In a note sent to Counterview on 2002 riots, she says, “Once compiled we shall seek through opposition Members of Parliament (MPs) that the figures on the record of Parliament are also corrected.”
Talking of CJP's “single most significant achievement”, Setalvad says, it has been “the convictions, at the first stage, of as many as 157 perpetrators (of which 142 were to life imprisonment) in over a dozen major criminal trials related to the Gujarat genocidal pogrom of 2002.”
“In appeal at the High Court, 19 of these have been since acquitted. CJP plans to challenge these further in the Supreme Court”, she adds.
Giving further details, she says, “Most of the 2002 criminal trials have reached completion at the first sessions court stage. Apart from the list of trials that CJP was directly involved in, Bilkis Bano, Eral, Ghodasar and Sesan reached adjudication.”
However, she regrets, “The Pandharwada gaam massacre trial and Kidiad (61 Muslims burned down in a tempo) have been aborted by the Gujarat Police.”
Then, Setalvad says, “Appeals to the trials CJP is involved in lie in the High Court. Sardarpura has been heard. Naroda Patiya has started”, though rueing, “The Special Investigation Team (SIT) has completely abandoned the survivors.”
Further, Setalvad says, “The Zakia Jafri Case that seeks, for the first time in criminal jurisprudence, to establish criminal and administrative culpability for the mass crimes that broke up in Gujarat is still pending, having charted an arduous course from the police, to the Gujarat High Court, down to the magistrate's court, and now is being heard in the Gujarat High Court.”
Insisting that it is this case which brought in “the perverse attack of state agencies” on CJP, especially she and her husband Javed Anand as CJP's office bearers, she says, the attack has been in “direct proportion to the furtherance of this judicial exercise.”
Characterizing the judicial exercise “an attempt to establish for the first time in Indian history a chain of command responsibility for the mass crimes that broke out in the state from February 28, 2002”, Setalvad says, these were “not contained until May 5-6, 2002, when KPS Gill was sent by the then prime minister Atal Behari Vajpayee to oversee the law and order situation.”
Suggesting that things have intensified over the the last 10 months, Setalvad said, “the Gujarat police and administration have made several attempts to threaten, humiliate, and implicate” her “in a number of cooked up cases, and even held out threats of impending arrest.”
She adds, “Similar tactics have been used against police officers from Gujarat – RB Sreekumar (IPS, retired), Rahul Sharma and Sanjeev Bhatt (IPS) – for discharging their constitutional duties.”

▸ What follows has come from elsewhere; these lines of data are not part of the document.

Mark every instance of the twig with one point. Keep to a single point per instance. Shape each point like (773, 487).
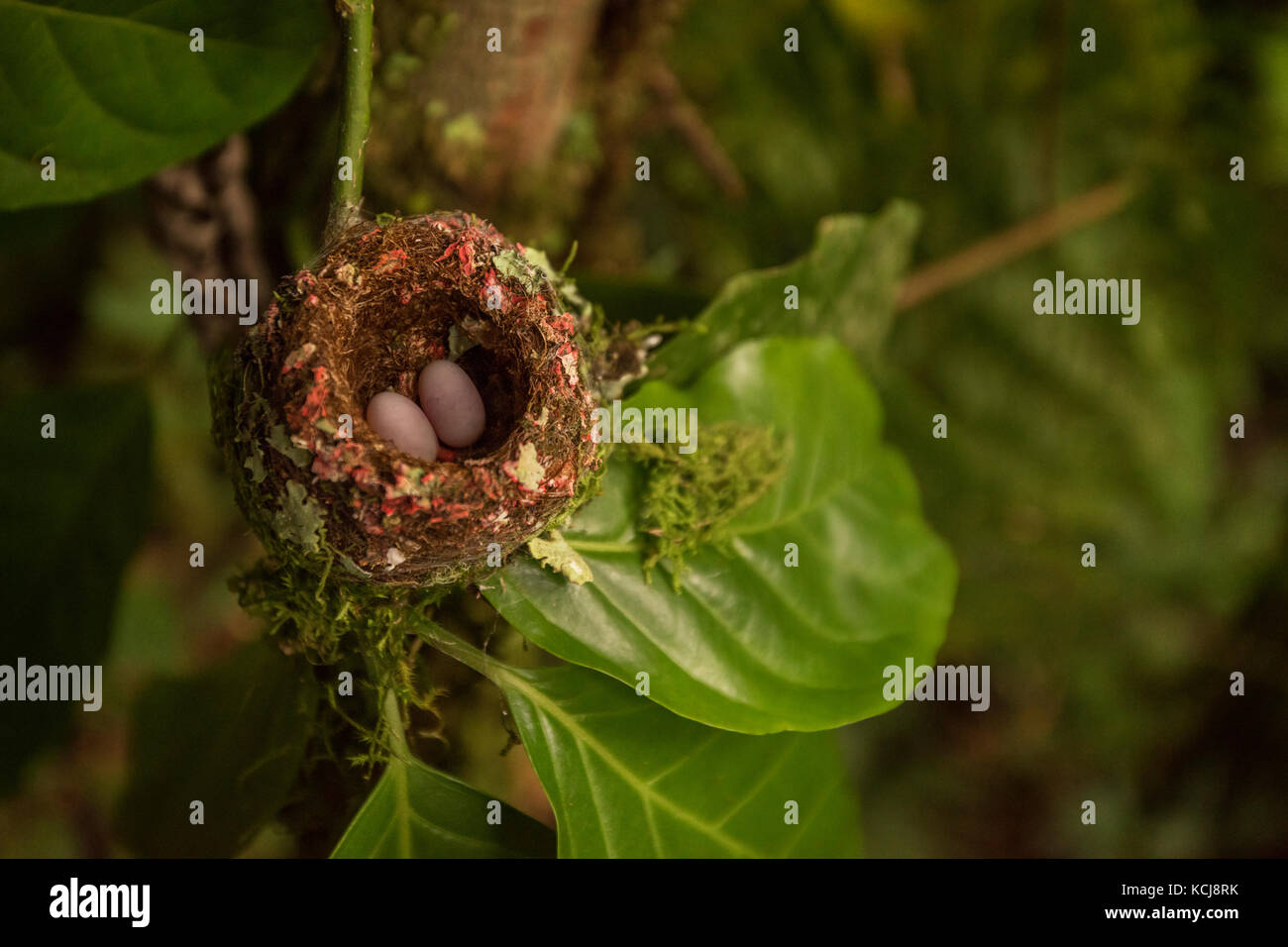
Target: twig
(688, 121)
(355, 115)
(1013, 243)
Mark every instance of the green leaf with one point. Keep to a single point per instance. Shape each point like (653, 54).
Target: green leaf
(751, 643)
(232, 738)
(73, 509)
(629, 780)
(416, 812)
(846, 286)
(111, 90)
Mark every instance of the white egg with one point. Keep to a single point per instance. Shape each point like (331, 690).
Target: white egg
(452, 403)
(400, 421)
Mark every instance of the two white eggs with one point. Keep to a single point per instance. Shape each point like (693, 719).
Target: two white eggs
(450, 412)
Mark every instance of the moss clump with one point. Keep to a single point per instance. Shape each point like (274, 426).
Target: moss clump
(378, 304)
(690, 500)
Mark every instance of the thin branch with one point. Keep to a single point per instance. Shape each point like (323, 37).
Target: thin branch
(355, 115)
(1014, 243)
(688, 121)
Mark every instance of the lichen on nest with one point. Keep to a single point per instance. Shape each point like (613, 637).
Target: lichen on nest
(380, 303)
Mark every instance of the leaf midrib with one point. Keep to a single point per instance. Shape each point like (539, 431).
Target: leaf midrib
(643, 789)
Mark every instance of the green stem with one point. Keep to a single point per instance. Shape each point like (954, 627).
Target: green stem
(391, 714)
(438, 637)
(355, 118)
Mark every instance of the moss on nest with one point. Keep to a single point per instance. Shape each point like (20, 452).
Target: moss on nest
(380, 303)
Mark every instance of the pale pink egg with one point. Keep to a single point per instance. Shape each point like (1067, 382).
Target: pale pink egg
(452, 403)
(400, 421)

According to her, it is an attempt “to divert the CJP secretary’s attention from her legal aid work to enforced self-defence, a price that human rights defenders must be prepared to pay”, insisting, though, “What is critical to understand in the progress of the criminal trials related to 2002 has been the reluctance to adjudicate on criminal conspiracy.”
“In that connection”, Setalvad says, “The Naroda Patiya judgement (delivered on August 28, 2012) by Judge Jyotsna Yagnik is historic, as it establishes clearly the criminal conspiracy behind the massacre.”
However, she says, “The Gulberg verdict dated June 17, 2016 delivered by Judge PB Desai discards that the Gulberg massacre was part of any conspiracy. As stated by Tanvirbhai Jafri it was as if one 12,000-15,000 strong mob had gathered 'to have chai and smaosa' that day!”
“Survivors Rupabehn Modi and Sairaben Sandhi supported by CJP have had their appeal admitted against this on February 3, 2017”, she said, adding, “Critically, the SIT has not challenged the special court verdict despite stating that it would (to the media) immediately after the judgment”.